| |
DanPhillips
Registered: Jan 2003 Posts: 39 |
Sparse Bubble Sort
Hey,
Over the holidays I was messing with a "get as many sprites around with a proper multiplexor" background for a boot menu.
Had some success, unrolling and using some illegal opcodes, bit packing some data to reduce the amount of data read from memory and some algorithmic re working.
Final attempt sees 82 sprites bouncing (They all move at 50fps, each allows x,y,msb,color,definition and bounce off the left/right border and scanline 0 and $FD.

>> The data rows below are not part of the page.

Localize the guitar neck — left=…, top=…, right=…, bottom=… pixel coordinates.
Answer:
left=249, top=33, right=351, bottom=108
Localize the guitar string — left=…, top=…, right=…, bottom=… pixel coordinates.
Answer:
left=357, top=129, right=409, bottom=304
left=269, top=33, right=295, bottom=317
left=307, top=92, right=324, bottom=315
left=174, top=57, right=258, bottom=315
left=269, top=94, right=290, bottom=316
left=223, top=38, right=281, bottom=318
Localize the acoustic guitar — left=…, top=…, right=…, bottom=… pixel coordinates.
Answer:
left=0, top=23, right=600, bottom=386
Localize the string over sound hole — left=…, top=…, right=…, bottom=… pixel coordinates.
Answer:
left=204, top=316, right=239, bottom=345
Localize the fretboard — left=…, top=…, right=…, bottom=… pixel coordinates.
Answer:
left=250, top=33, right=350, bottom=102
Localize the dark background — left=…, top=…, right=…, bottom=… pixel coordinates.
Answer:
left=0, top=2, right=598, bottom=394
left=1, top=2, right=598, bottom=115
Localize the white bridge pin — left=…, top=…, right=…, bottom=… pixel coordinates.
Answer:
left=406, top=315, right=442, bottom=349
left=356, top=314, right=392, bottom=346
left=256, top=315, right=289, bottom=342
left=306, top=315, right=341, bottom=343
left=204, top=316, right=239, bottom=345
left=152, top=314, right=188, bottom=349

<Not sure if this is original, but thought it was worth pointing out)
While looking at the simple bubble sort and doing the obvious unrolling I noticed something about the data being read/re-read.
The project is in DASM, so DASM macro syntax...
The original:
MAC BubbleYSortMacro ;param {1} index, param {2} source offset
LDY YORDER+1+{1}
LDX YORDER+{1}
LDA YTAB+{2},X
CMP YTAB+{2},Y
BCS .NoNeedToSwap
STX YORDER+1+{1}
STY YORDER+{1}
.NoNeedToSwap
ENDM
The YTAB is double buffered.
New macros (probably only need 2, but 3 for added complexity)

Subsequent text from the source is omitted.